À côté du dernier concept-car d’Audi, du véhicule automatique d’inspection des cultures de Google ou du robot-chien acquis par la RATP pour inspecter ses infrastructures, le salon des start-up et de la tech accueille de nombreux petits entrepreneurs et créateurs, comme Ryosuke Yamamura. Non loin de l’ingénieur japonais, le Polonais Tomasz Patan présente lui son prototype de «mini-hélicoptère volant», Jetson : une sorte de mini-buggy individuel porté par huit rotors, d’une autonomie de vol de 20 minutes à une vitesse de 70 km/heure, et vendu 92’000 dollars.

«Nous en avons prévendu 400 exemplaires, et nous commençons les livraisons en 2023» aux États-Unis et en Pologne, deux pays où la législation permet la circulation de ce type d’engins volants, explique Tomasz Patan. Il s’est lancé sur ses fonds propres («J’ai dû vendre mes deux voitures») mais lève en ce moment les fonds pour lancer la production en série, avec sa petite structure de 12 personnes.

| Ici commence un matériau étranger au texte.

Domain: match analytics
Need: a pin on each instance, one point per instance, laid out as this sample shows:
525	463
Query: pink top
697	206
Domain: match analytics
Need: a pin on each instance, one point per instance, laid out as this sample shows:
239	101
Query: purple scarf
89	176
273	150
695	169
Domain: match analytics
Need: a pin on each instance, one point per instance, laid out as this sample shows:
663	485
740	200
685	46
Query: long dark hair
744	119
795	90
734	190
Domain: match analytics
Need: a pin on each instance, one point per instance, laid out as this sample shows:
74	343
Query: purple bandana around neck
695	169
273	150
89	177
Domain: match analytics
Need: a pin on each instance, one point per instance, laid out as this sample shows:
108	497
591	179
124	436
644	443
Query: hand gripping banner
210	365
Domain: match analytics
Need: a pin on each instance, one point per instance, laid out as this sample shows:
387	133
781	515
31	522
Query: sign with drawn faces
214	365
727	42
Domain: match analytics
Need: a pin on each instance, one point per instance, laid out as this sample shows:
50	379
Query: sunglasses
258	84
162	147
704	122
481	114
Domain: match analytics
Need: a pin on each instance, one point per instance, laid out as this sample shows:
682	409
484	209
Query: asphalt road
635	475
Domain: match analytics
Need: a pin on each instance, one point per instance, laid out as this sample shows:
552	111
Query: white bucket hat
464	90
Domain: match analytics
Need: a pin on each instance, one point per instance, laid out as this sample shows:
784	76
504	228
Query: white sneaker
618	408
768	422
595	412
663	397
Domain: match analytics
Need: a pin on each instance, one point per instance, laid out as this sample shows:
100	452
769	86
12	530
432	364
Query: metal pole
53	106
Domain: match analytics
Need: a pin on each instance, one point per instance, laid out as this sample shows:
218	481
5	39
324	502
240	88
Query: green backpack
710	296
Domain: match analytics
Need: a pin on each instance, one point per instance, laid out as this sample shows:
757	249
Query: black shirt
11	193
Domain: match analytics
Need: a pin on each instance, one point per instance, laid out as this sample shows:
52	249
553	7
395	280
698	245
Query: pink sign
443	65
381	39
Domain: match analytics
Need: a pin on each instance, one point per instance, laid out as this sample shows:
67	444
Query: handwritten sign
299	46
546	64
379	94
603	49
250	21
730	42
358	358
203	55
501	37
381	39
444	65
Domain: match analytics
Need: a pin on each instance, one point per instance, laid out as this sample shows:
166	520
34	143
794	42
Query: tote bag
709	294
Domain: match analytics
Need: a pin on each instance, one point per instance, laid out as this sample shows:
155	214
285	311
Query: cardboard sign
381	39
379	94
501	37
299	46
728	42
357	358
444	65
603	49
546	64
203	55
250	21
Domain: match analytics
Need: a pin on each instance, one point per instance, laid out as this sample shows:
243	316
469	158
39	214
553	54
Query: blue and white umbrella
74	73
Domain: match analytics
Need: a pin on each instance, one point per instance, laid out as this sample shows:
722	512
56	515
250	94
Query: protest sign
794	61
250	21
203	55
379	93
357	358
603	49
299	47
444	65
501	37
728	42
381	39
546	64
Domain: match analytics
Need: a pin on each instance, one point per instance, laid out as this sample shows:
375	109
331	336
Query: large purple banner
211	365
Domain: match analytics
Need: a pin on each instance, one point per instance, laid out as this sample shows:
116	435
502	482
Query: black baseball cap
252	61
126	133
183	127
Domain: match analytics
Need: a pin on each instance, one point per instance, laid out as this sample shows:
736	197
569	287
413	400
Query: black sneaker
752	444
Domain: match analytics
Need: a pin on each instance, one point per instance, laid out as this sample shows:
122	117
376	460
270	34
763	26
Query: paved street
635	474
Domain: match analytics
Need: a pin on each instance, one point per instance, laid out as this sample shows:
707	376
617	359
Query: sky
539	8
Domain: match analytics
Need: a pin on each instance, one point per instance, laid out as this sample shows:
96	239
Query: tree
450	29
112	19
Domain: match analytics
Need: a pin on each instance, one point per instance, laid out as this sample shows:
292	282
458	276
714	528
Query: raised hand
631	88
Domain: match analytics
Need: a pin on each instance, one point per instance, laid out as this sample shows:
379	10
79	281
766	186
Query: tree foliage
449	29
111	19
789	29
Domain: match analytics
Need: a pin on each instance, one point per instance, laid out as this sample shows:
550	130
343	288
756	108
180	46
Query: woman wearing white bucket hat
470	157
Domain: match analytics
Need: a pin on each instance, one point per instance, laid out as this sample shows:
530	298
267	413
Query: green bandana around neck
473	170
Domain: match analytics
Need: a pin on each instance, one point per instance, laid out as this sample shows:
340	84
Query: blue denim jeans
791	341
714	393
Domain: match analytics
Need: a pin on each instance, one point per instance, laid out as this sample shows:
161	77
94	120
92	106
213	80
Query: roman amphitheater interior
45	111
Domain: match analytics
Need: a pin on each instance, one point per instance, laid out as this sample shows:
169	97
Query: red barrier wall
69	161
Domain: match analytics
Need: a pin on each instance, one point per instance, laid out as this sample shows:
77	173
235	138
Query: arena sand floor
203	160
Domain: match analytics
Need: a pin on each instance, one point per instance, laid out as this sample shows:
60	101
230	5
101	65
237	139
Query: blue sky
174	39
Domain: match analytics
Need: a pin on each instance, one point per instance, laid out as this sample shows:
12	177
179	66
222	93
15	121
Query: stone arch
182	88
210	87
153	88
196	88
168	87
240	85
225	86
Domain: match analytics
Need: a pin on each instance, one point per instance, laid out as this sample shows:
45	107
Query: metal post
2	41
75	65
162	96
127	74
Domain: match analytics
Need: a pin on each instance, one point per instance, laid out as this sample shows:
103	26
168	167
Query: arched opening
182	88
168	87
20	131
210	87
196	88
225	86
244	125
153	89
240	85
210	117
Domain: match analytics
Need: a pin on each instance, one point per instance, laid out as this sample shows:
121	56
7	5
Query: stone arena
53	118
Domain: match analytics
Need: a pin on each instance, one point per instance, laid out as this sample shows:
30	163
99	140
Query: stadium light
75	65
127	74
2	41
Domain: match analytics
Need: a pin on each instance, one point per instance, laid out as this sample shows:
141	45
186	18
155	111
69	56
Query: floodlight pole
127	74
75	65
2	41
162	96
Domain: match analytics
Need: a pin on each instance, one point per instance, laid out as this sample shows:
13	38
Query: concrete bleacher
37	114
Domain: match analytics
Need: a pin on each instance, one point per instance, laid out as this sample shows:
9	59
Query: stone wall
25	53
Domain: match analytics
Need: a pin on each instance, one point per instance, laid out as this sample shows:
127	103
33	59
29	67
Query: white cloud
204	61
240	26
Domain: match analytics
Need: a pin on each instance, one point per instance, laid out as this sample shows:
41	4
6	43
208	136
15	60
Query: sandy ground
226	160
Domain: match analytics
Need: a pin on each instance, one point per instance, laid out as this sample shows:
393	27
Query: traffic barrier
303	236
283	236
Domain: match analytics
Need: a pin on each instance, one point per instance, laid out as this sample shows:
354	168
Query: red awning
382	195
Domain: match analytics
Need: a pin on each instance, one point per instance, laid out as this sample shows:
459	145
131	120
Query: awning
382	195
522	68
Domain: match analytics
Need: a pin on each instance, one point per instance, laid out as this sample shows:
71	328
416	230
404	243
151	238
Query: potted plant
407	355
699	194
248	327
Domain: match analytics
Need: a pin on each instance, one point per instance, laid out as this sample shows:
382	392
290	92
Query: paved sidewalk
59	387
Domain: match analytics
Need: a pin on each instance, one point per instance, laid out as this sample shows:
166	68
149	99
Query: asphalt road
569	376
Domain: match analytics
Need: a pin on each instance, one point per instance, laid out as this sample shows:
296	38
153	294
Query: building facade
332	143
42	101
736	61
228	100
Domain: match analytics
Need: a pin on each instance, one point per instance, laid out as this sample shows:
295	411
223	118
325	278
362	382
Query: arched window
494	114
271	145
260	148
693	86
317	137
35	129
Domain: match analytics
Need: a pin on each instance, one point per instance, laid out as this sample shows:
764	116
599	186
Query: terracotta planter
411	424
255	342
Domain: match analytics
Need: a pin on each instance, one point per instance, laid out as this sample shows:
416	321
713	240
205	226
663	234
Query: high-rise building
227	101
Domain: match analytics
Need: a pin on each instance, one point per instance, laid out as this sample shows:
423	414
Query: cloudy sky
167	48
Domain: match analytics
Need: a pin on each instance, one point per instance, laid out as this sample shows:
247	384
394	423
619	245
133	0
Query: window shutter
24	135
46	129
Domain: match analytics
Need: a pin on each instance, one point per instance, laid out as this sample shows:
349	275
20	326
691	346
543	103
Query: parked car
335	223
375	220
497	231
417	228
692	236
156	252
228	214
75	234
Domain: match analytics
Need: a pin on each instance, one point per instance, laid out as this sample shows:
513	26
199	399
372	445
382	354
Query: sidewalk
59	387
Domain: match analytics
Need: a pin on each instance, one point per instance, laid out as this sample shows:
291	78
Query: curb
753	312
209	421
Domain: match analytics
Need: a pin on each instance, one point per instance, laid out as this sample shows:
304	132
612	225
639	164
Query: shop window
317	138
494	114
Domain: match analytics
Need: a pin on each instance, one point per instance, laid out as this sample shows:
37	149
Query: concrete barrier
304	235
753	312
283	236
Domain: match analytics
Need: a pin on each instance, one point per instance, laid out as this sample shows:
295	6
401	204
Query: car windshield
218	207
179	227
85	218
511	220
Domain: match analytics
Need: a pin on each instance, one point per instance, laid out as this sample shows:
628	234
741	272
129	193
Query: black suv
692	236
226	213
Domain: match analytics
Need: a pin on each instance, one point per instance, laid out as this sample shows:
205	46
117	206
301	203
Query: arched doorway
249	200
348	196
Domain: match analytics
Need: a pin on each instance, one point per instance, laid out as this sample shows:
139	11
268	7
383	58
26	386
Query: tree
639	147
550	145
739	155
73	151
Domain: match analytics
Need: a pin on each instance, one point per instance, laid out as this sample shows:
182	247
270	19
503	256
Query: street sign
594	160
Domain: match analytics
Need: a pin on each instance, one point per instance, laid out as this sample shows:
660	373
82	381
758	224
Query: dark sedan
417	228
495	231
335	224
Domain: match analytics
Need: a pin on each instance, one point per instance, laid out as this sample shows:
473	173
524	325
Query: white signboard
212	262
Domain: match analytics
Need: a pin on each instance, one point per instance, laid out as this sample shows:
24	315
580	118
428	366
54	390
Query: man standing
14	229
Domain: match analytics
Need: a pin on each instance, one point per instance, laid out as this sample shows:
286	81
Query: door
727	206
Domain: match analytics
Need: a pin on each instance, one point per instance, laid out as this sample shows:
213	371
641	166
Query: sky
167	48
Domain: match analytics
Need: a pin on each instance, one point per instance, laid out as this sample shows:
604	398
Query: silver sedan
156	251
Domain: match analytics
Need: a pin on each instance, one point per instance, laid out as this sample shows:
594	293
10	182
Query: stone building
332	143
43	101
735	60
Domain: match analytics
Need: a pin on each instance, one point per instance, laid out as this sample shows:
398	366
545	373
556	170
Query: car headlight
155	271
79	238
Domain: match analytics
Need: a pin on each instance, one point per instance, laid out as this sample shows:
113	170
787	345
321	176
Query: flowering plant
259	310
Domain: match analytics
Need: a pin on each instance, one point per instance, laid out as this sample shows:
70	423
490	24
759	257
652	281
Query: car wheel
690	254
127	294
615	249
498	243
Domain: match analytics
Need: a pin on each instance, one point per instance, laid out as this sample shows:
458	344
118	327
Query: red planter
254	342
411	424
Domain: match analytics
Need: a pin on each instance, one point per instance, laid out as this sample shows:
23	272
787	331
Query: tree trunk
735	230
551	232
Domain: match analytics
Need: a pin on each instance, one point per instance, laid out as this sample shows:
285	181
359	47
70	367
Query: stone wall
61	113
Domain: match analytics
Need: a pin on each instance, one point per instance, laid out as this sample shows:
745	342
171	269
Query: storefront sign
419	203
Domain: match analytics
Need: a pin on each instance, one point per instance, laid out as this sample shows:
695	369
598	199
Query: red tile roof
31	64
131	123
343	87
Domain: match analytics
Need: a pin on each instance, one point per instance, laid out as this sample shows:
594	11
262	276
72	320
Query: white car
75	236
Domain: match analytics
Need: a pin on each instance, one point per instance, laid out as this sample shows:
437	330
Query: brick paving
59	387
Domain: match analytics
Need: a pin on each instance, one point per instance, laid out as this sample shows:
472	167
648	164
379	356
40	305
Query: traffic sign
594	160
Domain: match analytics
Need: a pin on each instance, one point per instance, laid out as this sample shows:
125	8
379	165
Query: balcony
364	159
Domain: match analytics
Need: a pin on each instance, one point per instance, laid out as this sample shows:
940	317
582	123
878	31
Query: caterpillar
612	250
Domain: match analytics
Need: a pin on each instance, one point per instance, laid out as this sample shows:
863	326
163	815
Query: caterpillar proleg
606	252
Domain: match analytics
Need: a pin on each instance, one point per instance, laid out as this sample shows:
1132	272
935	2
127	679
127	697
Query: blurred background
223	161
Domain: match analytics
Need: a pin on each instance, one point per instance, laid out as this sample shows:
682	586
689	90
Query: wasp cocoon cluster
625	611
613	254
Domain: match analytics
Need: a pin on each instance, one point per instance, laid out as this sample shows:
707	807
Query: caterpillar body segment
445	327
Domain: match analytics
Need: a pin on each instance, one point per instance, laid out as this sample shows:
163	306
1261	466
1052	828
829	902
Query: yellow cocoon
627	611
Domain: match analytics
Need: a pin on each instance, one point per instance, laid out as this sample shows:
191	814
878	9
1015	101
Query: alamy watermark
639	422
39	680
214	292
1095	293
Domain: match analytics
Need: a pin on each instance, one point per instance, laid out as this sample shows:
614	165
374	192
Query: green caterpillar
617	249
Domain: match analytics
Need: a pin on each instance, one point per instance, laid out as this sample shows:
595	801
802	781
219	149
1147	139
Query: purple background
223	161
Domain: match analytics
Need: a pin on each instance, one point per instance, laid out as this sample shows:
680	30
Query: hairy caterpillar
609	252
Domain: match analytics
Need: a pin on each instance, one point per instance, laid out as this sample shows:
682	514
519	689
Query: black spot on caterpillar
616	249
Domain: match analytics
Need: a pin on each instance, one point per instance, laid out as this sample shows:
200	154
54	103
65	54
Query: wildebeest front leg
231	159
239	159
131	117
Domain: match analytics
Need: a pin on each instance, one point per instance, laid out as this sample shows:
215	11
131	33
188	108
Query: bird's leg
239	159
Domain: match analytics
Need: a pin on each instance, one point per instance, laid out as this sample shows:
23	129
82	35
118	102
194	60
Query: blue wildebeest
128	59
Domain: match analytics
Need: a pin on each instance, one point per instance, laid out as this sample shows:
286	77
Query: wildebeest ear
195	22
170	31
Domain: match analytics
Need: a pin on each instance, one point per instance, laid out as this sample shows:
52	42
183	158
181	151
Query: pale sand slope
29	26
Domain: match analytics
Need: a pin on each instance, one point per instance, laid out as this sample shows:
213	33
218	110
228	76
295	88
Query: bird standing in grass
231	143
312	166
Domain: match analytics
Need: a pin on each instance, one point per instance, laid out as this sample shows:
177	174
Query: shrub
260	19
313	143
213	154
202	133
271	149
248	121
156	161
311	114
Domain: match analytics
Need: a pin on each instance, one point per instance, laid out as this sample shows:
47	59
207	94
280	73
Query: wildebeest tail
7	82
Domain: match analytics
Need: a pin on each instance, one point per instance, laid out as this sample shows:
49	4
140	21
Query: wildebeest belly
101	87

Hébergée avec d’autres start-up sur un grand stand de l’Institut Mines Telecom (IMT), Carla Sarantellis, designer issue d’une famille d’inventeurs, présente un vélo électrique en bambou. Des tubes de bambous reliés par des jointures en carbone (recyclables) fournissent le cadre du vélo. La machine de 15 kilos seulement cherche à séduire une clientèle amatrice de matériaux esthétiques et bio-sourcés, au prix de 3300 euros en version électrique et 2400 euros en version musculaire uniquement. Elle «représente six ans de développement», explique Carla Sarantellis, dont la société a déjà produit 150 exemplaires en pré-série.

Du rêve à la réalité

Les cinq jeunes cofondateurs de HDRone, une start-up de livraison de produits pharmaceutiques par drone, planifient de leur côté un véritable début d’exploitation de leur service en 2023, à Marconnelle (Pas-de-Calais) et à Toulenne (Gironde). Depuis 2018, ils peaufinent leur projet, grâce notamment au financement d’un investisseur privé : permettre à des pharmacies en milieu rural de livrer leurs clients par drone dans les villages environnants, dans un rayon de dix kilomètres.

«Les pharmaciens souvent ne peuvent pas répondre aux besoins de livraison aux alentours», explique Alexandre Conflitti, 27 ans, l’un des cinq cofondateurs de ce projet. «Une livraison par drone émet 22 fois moins de CO2 qu’une livraison en scooter» à moteur atmosphérique, indique-t-il, en annonçant un prix de 8,99 euros la course.

Sur son stand, Alexandre Conflitti salue Rodolphe Hasselvander, le fondateur de Blue Frog Robotics (petits robots humanoïdes), avec qui il a animé une table ronde sur la tech il y a quelques années.  Après des années d’effort, celui, dont l’entreprise emploie une vingtaine de personnes, est passé du rêve à la réalité commerciale:  son petit robot destiné à «créer du lien», notamment pour des enfants et des personnes âgées, «a été vendu à 1300 exemplaires». Et il vient de recevoir une commande de 2000 exemplaires de l’Éducation nationale.